Toolkits are standard MCP servers. Anything that speaks MCP can be a Ciri toolkit:
- Community MCP servers (Slack, GitHub, Google Drive, Postgres, Jira, etc.)
- Custom servers built by Ciri using the
mcp-builderskill - Internal systems exposed via a lightweight FastMCP or TypeScript MCP SDK wrapper
Architecture
The ToolkitInjectionMiddleware:
- Discovers toolkit directories in the core and project harness
- Spawns each MCP server as a subprocess (Python or Node.js)
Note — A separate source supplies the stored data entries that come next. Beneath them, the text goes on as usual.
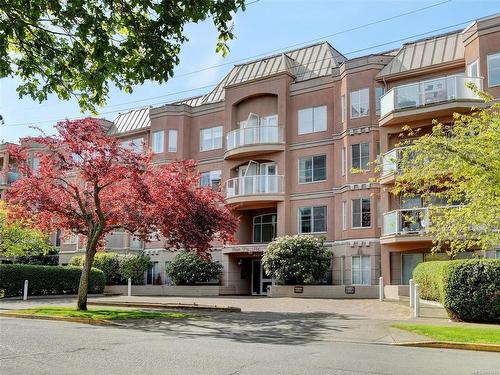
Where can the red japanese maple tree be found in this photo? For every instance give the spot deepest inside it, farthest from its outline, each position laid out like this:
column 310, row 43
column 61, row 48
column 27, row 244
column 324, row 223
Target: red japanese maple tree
column 87, row 184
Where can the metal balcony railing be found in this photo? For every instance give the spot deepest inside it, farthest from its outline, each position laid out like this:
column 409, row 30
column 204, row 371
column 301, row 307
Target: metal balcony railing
column 254, row 185
column 254, row 136
column 429, row 92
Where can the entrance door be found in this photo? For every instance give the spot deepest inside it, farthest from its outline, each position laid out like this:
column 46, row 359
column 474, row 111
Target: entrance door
column 260, row 280
column 409, row 262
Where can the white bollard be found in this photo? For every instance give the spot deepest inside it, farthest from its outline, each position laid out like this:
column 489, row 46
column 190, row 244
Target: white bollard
column 412, row 292
column 416, row 302
column 380, row 288
column 25, row 291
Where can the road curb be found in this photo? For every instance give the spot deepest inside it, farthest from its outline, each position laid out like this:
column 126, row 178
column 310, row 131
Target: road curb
column 60, row 318
column 183, row 306
column 452, row 345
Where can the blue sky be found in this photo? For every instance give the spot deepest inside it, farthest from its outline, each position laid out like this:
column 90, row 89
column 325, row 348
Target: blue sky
column 266, row 25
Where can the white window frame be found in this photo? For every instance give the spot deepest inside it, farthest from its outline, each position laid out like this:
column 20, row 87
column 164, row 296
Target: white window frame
column 361, row 213
column 212, row 130
column 312, row 169
column 495, row 55
column 343, row 108
column 361, row 269
column 378, row 99
column 315, row 127
column 344, row 215
column 312, row 219
column 343, row 160
column 364, row 167
column 356, row 95
column 173, row 137
column 211, row 175
column 469, row 68
column 158, row 148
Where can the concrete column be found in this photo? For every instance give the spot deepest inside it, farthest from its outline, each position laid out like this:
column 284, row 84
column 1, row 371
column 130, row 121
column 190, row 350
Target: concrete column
column 385, row 263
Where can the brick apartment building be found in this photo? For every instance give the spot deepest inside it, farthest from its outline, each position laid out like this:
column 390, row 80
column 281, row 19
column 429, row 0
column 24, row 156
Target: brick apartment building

- Registers all server-exposed tools into Ciri's active toolset
- Monitors for version changes and restarts servers automatically
Adding a Toolkit
Via Ciri (recommended)
Ask Ciri in natural language:
You > Build a toolkit to connect to my PostgreSQL database at localhost:5432
You > Create a Slack toolkit for our workspace
You > Build a toolkit for our internal Jira instance at jira.company.com
You > Connect to our GitHub organization repos via toolkit
Ciri invokes the toolkit_builder_agent, which uses the mcp-builder skill to:
- Scaffold the MCP server (Python with FastMCP, or TypeScript with MCP SDK)
- Write the tool implementations
- Store the server in
.ciri/toolkits/<name>/or the core harness - Test the connection
- Hot-reload without restart
Via /sync
You > /sync — add toolkits for the services in my stack
The Trainer Agent detects service configurations (database URLs, API keys, etc.) from your workspace and builds appropriate toolkits.
Manual addition (community MCP servers)
For well-known community MCP servers, add the configuration to .ciri/settings.json:
{
"toolkits": {
"filesystem": {
"command": "npx",
"args": ["-y", "@modelcontextprotocol/server-filesystem", "/Users/you/Documents"],
"transport": "stdio"
},
"postgres": {
"command": "npx",
"args": ["-y", "@modelcontextprotocol/server-postgres"],
"env": {
"POSTGRES_CONNECTION_STRING": "postgresql://user:pass@localhost/mydb"
},
"transport": "stdio"
}
}
}
Toolkit Directory Structure
A Ciri-built toolkit lives in a directory with either pyproject.toml (Python) or package.json (Node.js):
Python toolkit (FastMCP):
.ciri/toolkits/my-toolkit/
├── pyproject.toml ← Package metadata + dependencies
├── server.py ← MCP server implementation
└── .env ← Secrets (never committed)
Node.js toolkit:
.ciri/toolkits/my-toolkit/
├── package.json ← Package metadata + dependencies
├── index.js ← MCP server implementation
└── .env ← Secrets (never committed)
The ToolkitInjectionMiddleware auto-installs dependencies via uv pip install (Python) or npm install (Node.js) on first run.
Toolkit Discovery Order
Toolkits are discovered using an ordered dictionary — first-wins:
- Core harness (
~/.local/share/ciri/toolkits/) — highest priority - Project harness (
.ciri/toolkits/) — project-specific
If a toolkit with the same name exists in both harness levels, the core harness version is used.
Security Practices
Process isolation: Each MCP server runs as a separate subprocess. A crash or misbehavior in a toolkit does not affect Ciri or other toolkits.
Secrets management: Store API keys and credentials in the toolkit's .env file. Ciri will never hardcode credentials into toolkit source code. Add .ciri/toolkits/*/ to .gitignore if your toolkit directories contain secrets.
Scoping: Each toolkit only has access to the services it explicitly implements. A Slack toolkit cannot access your database.
Transport: CIRI uses stdio transport by default (subprocess stdin/stdout). SSE transport (HTTP) is supported for remote MCP servers.
Toolkit vs. Skill vs. SubAgent
| Toolkit | Skill | SubAgent | |
|---|---|---|---|
| What it is | Live MCP server process | Static playbook + scripts | Specialized agent instance |
| When to use | External API/service calls | Domain knowledge + workflows | Different reasoning scope |
| Created by | toolkit_builder_agent | skill_builder_agent | subagent_builder_agent |
| Storage | toolkits/ directory | skills/ directory | subagents/ directory |
| Hot-reload | Yes (on /sync) | Yes (on /sync) | Yes (on /sync) |
Hot-Reload
Toolkits are hot-reloaded when:
/syncis run- A toolkit's
pyproject.tomlorpackage.jsonversion changes - Ciri restarts
No manual restart required after adding or updating a toolkit.